2067 (2020) Movie Review

Director: Seth Larney
Writers: Seth Larney, Dave Paterson (additional material)
Stars: Kodi Smit-McPhee, Ryan Kwanten, Sana’a Shaik

The future is gonna suck, of course. Just how bad it’ll suck depends on which movie you’re watching. 2067 gives us one of the bleaker futures I’ve seen lately. All plant life has long-since died and most of the world is uninhabitable. In the one remaining city, synthetically-produced oxygen is its most valuable resource. However, breathing this stuff over time eventually causes ‘The Sickness,’ which is fatal. Human extinction appears to be inevitable…

…at least until Chronicorp fires-up a time portal (the Chronicom) invented by scientist Richard Whyte, who apparently committed suicide years earlier. They send a message 400 years into the future. To their surprise, they receive a cryptic three-word reply: Send Ethan Whyte (Richard’s son, played by Kodi Smit-McPhee). Chronicorp’s CTO (Regina Jackson) believes this means humankind managed to survive, so she wants Ethan to go into the portal and bring back something that’ll save the present.

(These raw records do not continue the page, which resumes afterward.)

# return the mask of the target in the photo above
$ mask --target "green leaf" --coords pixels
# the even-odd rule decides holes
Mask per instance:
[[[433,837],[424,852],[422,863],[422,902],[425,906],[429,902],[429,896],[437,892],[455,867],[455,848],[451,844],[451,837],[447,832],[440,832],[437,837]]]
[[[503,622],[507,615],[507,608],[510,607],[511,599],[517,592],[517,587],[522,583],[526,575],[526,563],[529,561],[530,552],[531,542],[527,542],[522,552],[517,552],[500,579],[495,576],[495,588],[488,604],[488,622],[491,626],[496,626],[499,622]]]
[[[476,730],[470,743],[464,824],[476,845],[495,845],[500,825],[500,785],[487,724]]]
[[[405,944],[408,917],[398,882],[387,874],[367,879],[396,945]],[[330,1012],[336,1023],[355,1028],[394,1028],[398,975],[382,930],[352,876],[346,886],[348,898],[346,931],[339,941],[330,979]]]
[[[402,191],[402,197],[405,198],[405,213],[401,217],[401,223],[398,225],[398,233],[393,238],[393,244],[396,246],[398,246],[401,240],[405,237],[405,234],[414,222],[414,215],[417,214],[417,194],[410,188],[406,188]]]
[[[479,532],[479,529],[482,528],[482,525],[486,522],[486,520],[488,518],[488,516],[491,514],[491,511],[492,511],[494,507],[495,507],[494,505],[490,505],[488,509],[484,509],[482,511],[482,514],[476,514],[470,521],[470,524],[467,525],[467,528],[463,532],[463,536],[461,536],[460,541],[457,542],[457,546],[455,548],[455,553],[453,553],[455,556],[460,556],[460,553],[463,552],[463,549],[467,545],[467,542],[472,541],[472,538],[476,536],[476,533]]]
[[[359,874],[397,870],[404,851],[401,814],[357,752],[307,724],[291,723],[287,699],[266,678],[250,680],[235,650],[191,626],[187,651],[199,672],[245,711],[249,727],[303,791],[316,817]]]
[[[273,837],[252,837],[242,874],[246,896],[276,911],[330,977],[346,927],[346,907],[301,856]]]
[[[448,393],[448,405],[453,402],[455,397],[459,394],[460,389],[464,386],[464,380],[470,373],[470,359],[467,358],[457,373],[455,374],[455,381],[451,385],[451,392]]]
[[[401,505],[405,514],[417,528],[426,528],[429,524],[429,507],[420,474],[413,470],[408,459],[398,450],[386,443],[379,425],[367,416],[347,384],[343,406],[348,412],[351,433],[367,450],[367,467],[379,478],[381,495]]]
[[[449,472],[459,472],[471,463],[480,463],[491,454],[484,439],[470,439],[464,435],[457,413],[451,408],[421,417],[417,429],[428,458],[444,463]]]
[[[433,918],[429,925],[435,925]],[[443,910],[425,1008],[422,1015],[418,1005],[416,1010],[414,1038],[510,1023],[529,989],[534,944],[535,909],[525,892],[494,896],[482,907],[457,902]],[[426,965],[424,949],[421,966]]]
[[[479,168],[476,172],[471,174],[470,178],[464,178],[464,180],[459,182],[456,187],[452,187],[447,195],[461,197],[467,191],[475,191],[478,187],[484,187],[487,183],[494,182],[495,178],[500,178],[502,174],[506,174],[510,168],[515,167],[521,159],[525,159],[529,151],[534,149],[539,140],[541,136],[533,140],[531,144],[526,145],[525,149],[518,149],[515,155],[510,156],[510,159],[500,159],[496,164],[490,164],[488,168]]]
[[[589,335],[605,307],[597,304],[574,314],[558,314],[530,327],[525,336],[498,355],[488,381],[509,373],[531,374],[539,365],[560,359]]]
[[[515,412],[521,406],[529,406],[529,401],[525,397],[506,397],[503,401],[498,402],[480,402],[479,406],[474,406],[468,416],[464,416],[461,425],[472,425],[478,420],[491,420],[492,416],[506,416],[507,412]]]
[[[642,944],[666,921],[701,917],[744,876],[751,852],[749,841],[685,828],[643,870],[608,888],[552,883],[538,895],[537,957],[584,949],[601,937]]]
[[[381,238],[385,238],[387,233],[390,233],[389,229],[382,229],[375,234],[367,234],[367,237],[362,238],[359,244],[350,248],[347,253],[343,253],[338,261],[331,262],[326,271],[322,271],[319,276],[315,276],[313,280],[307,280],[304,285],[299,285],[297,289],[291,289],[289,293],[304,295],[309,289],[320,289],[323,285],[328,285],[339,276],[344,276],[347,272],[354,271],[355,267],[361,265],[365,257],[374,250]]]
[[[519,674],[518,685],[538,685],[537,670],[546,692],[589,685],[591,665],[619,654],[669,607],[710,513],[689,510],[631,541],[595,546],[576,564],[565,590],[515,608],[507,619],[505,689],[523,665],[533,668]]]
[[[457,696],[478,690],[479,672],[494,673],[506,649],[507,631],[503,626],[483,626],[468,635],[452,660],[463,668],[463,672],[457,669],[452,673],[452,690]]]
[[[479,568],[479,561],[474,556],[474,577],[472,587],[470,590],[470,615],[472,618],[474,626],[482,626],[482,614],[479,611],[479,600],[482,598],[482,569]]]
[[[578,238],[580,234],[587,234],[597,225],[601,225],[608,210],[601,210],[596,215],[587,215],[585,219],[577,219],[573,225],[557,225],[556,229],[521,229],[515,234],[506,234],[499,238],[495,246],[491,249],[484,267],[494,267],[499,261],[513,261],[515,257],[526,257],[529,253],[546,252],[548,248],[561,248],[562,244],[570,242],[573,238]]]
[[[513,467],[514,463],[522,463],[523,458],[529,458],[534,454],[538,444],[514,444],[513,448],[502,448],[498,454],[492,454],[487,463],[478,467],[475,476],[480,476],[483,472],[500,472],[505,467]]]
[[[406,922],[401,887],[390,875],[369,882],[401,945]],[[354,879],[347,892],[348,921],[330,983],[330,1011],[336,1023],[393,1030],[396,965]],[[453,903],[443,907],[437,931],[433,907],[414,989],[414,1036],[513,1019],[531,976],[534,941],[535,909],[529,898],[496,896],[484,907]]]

That’s easier said than done, of course, which 2067 demonstrates with some intriguing ideas regarding the perils of time travel (such as Ethan coming across his own centuries-old corpse). In the future, the world does-indeed bounce back, all plant life having returned in abundance. People, however, remain extinct. So who sent the message?

When focused on piecing the puzzle together, 2067 is often pretty interesting (though I’m not sure how well the resolution stands up to any real scrutiny). And for a moderately-budgeted sci-fi film, the production design and CGI are impressive. However, Ethan is a dull protagonist, even with all the emotional baggage. Jude (Ryan Kwanten), his surrogate guardian charged with keeping him safe, mostly serves to create superficial conflict. Unfortunately, these two bickering buddies dominate most of the screen time.

Still, the film’s pessimistic assessment of humankind befits the bleak subject matter, which certainly keeps it watchable. Some viewers might even walk away thinking the future world of 2067 doesn’t deserve the last-ditch opportunity to bail itself out. I don’t know if that was writer-director Seth Larney’s intent, but he presents a strong argument.